In the next two weeks I will be working with an instructional designer who will help create a soft skills training program for all the Associates. I hope to implement a group soft skills program for the entire group and an individualized hard skills program in the following two months. In the last two months I will spend time tweaking the business processes to create a more efficient model, fine tuning the training program and writing up a manual so that this process can be replicated at all future SFC centres. Using my understanding of the business and the challenges it is facing along with the relationship of trust and familiarity that I have built with the Associates, I hope to encourage enthusiasm about their new roles and instill a sense of ownership for SFC. I hope to make the systems and manuals easy to use and also to ensure that the first batch of managers is trained well enough so that they can train the next batch when it is time to hand over the baton.
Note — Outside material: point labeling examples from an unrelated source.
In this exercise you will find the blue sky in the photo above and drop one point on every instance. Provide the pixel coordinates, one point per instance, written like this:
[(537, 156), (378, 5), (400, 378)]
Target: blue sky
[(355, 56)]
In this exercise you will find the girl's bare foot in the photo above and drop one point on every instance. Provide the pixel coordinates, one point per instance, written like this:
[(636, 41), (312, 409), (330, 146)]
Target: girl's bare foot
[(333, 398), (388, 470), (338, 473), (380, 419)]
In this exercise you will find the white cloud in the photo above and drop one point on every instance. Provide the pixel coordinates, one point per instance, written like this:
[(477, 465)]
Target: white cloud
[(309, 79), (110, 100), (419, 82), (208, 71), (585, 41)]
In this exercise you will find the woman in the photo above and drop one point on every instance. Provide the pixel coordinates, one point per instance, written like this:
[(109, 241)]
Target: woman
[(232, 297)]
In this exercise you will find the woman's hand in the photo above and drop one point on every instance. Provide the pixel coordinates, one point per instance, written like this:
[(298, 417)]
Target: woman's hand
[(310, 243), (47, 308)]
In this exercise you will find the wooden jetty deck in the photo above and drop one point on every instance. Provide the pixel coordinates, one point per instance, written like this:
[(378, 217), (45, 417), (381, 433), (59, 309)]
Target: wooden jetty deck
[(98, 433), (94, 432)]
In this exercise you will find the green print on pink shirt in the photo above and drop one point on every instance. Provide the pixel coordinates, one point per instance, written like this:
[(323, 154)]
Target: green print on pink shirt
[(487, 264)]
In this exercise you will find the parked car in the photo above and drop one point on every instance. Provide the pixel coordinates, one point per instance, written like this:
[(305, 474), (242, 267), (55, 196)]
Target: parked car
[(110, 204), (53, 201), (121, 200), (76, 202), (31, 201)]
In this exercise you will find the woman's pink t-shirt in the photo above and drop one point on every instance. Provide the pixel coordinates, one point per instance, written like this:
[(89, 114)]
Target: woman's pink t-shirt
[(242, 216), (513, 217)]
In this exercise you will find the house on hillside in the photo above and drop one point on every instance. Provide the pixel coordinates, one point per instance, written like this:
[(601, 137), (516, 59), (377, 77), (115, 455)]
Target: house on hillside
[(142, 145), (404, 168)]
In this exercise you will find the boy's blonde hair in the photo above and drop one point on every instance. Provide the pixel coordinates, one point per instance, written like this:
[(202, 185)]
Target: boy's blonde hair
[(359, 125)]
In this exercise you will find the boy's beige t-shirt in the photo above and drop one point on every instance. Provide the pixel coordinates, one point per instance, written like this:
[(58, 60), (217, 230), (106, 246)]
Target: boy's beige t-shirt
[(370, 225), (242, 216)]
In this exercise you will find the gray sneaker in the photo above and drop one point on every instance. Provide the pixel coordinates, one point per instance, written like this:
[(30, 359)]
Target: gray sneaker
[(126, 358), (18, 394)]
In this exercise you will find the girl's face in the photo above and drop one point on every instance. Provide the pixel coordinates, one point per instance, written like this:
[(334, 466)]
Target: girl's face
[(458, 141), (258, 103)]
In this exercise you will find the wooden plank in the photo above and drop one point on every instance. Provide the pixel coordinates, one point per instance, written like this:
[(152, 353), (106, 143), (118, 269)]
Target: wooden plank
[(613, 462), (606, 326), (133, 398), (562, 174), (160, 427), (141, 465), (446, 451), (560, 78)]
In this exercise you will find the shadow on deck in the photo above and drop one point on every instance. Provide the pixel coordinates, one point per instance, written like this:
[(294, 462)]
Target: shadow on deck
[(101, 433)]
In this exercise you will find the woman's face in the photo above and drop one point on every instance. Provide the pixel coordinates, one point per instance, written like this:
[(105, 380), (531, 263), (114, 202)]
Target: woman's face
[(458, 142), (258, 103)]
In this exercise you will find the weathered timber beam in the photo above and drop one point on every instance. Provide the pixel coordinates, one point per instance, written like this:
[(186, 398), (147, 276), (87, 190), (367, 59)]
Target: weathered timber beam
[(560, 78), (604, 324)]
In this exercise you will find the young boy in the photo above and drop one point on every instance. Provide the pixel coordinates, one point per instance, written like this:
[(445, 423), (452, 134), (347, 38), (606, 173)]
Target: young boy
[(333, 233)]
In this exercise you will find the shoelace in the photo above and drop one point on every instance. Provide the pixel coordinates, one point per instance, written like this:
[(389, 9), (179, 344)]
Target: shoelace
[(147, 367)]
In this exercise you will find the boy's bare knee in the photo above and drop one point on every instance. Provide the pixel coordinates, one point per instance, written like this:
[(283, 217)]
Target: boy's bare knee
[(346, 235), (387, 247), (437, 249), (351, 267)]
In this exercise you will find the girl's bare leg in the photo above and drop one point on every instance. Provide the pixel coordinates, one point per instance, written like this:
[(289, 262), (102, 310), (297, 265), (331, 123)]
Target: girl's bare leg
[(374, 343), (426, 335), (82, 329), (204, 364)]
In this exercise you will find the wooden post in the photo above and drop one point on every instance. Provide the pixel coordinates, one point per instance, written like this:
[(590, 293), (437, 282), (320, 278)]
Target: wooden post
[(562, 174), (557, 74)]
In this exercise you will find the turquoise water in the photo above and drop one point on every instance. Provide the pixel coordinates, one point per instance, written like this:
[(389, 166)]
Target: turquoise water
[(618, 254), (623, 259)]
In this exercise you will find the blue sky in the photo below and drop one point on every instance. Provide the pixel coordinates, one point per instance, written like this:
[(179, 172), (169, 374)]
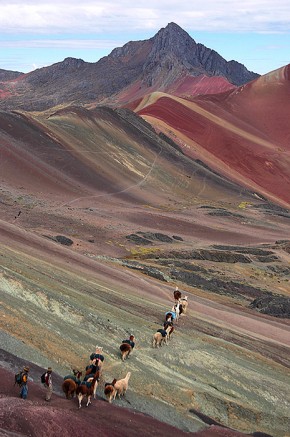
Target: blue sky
[(39, 33)]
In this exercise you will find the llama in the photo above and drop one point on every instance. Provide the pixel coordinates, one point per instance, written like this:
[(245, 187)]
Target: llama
[(127, 347), (184, 303), (177, 295), (110, 390), (161, 337), (94, 367), (89, 377), (70, 383), (121, 386), (86, 388)]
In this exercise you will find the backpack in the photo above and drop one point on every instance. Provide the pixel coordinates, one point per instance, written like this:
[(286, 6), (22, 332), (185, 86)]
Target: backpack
[(18, 378)]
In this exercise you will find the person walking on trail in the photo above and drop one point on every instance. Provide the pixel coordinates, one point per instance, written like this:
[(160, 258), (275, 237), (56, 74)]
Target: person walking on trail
[(48, 384), (23, 383)]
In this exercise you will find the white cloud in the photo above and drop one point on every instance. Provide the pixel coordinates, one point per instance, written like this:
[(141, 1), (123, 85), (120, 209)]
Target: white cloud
[(70, 16), (61, 44)]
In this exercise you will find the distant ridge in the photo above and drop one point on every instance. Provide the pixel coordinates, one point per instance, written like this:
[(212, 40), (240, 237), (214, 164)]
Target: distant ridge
[(168, 58)]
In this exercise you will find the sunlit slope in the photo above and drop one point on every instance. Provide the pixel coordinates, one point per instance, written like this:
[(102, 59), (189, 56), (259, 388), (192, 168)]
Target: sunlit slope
[(83, 155), (241, 134)]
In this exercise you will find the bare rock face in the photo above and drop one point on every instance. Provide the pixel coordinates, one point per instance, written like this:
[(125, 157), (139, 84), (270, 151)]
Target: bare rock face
[(158, 61), (174, 52), (8, 75)]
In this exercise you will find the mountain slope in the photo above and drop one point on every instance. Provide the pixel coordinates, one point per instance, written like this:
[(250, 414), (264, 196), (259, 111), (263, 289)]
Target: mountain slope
[(242, 134), (158, 63)]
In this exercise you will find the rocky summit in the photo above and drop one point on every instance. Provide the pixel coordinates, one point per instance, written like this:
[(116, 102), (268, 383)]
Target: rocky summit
[(106, 210)]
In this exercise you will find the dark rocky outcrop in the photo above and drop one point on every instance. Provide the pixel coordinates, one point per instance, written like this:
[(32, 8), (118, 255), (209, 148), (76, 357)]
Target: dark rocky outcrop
[(158, 61), (6, 75)]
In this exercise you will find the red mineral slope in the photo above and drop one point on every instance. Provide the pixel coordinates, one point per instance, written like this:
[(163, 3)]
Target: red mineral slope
[(243, 134), (183, 86)]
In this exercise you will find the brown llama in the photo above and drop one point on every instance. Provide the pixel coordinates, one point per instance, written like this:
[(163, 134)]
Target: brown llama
[(86, 388), (71, 383), (89, 377), (121, 386), (110, 390), (161, 337), (127, 347)]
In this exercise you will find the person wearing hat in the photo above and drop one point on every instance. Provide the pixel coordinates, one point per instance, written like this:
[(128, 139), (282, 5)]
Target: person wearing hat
[(23, 385), (48, 384), (98, 355), (130, 341)]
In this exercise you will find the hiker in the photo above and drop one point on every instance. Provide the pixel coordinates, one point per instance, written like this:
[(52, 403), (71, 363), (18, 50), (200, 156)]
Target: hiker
[(97, 355), (48, 383), (130, 341), (23, 383)]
Outside of my formal project, with the girls that I spend time with on Sundays, I hope they feel a little more connected to themselves through the activities that we do (which involve various activities such as storytelling, expression through art, sports, etc.). I hope that they can rid themselves of the constraints that society has built in their minds. I hope they feel a little less afraid to speak their mind, a little more confident and a little less guilty when they do something they like.
A year ago, when I applied for the Fellowship, my intention was purely to work at the grassroots level in the field of development. I hadn’t imagined the amount of emphasis the Fellowship places on personal growth. The Fellowship has proved to be a learning experience on many levels, and half-way through, I am surprised by the self-discovery that I am making everyday. I love the heightened sense of self awareness that I am experiencing. The Fellowship has provided me with the opportunity, and often pushed me, to look at myself and my surroundings differently.
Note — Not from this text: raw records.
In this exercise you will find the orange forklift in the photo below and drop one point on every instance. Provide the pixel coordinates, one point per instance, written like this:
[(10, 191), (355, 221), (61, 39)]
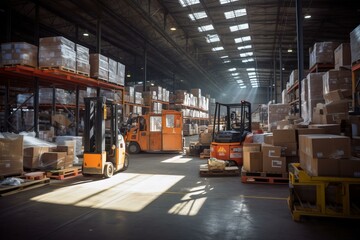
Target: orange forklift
[(230, 131), (155, 132)]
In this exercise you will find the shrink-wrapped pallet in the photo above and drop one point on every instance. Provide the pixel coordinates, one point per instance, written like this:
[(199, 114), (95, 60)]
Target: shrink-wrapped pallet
[(57, 52)]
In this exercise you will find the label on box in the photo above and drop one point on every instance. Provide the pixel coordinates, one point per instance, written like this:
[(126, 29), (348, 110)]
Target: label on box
[(276, 163), (235, 155)]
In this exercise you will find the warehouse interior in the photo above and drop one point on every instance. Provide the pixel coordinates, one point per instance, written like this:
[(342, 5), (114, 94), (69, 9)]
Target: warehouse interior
[(286, 70)]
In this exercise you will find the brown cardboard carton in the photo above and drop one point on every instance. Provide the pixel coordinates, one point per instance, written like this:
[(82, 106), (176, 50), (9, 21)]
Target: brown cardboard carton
[(253, 161), (350, 167), (274, 164), (324, 167), (284, 135), (271, 151), (325, 146), (342, 55), (252, 147), (35, 151)]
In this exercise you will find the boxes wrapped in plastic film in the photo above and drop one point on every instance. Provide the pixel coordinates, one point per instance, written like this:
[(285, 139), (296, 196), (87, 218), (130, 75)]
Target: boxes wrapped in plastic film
[(112, 70), (355, 44), (322, 52), (57, 52), (277, 112), (82, 60), (11, 154), (337, 79), (19, 53), (99, 66)]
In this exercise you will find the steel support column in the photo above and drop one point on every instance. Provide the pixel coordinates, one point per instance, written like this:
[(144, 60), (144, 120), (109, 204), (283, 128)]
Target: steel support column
[(300, 47)]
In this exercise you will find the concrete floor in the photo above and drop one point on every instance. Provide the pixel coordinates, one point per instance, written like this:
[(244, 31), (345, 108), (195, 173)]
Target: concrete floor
[(161, 196)]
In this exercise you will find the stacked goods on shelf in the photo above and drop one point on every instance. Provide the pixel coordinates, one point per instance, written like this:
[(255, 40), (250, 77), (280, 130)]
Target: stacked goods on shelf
[(322, 53), (57, 52), (315, 95), (327, 155), (82, 60), (276, 113), (99, 67), (11, 154), (355, 44), (19, 53)]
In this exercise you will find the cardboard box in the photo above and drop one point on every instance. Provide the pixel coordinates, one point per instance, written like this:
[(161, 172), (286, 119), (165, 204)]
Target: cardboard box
[(274, 164), (342, 55), (325, 146), (283, 135), (324, 167), (35, 151), (271, 151), (252, 147), (350, 167), (252, 161)]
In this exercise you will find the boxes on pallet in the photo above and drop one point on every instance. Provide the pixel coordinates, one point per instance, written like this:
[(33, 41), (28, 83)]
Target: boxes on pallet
[(322, 52), (355, 44), (99, 66), (82, 60), (19, 53), (11, 155), (57, 52), (342, 56)]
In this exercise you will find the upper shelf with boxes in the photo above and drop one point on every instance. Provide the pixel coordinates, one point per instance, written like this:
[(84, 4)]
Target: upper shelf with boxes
[(61, 61)]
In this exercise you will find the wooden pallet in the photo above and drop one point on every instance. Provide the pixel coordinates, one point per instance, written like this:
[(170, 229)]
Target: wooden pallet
[(264, 177), (27, 185), (228, 171), (61, 68), (83, 74), (64, 173)]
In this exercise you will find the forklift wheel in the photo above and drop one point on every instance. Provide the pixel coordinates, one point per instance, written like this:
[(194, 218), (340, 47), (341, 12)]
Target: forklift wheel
[(134, 148), (108, 170)]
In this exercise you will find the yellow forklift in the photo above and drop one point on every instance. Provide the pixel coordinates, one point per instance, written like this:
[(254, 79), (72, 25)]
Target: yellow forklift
[(155, 132), (104, 146)]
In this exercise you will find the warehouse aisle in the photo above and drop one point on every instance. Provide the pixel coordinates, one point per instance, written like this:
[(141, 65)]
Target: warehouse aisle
[(161, 196)]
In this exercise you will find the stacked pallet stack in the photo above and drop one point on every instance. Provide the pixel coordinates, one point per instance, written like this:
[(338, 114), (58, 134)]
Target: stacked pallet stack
[(57, 52), (19, 53)]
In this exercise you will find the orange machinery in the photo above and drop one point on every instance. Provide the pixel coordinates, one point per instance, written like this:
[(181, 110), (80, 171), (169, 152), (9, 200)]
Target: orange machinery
[(155, 132), (230, 131)]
I have always lived in a rush, wanting to do as many things as possible in the limited time that I have; always planning ahead; always living in the future. But learning to be in the present completely and living every moment to the fullest has been one of the most important lessons in the past few months.
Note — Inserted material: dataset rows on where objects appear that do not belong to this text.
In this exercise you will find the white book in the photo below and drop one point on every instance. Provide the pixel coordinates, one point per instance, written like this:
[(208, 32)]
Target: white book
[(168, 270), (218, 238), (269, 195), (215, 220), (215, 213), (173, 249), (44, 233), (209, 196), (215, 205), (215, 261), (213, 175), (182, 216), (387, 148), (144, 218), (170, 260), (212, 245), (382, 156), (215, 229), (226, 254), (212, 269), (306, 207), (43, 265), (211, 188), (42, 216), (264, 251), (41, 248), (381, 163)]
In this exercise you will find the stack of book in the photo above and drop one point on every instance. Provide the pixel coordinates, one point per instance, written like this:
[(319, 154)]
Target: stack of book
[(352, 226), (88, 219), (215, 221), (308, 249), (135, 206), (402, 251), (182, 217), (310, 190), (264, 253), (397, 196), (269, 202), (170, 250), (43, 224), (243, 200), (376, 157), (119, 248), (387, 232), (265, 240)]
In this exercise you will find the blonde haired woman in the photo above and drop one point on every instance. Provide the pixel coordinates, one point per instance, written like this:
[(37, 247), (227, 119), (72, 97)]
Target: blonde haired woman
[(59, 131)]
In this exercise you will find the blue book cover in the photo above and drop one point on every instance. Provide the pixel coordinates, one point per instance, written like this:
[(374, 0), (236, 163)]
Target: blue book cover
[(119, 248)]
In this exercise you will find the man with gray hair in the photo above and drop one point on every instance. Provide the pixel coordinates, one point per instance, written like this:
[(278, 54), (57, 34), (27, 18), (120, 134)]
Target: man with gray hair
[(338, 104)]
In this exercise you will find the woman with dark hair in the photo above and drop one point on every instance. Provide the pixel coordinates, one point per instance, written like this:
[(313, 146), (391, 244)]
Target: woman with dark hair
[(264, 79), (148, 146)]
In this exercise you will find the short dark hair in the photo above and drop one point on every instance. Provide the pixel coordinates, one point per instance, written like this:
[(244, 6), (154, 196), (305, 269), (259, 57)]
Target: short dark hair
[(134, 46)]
Along the way, I have also learnt that coming from a “place of love” is the best way to deal with most, if not all things in life, and it is definitely the most effective way of creating change, within and without. I learnt that creating change is not always about large-scale interventions which might be impersonal; there is power in small personal acts too which create smaller changes which can snowball into a larger, more potent force which can push for larger scale change.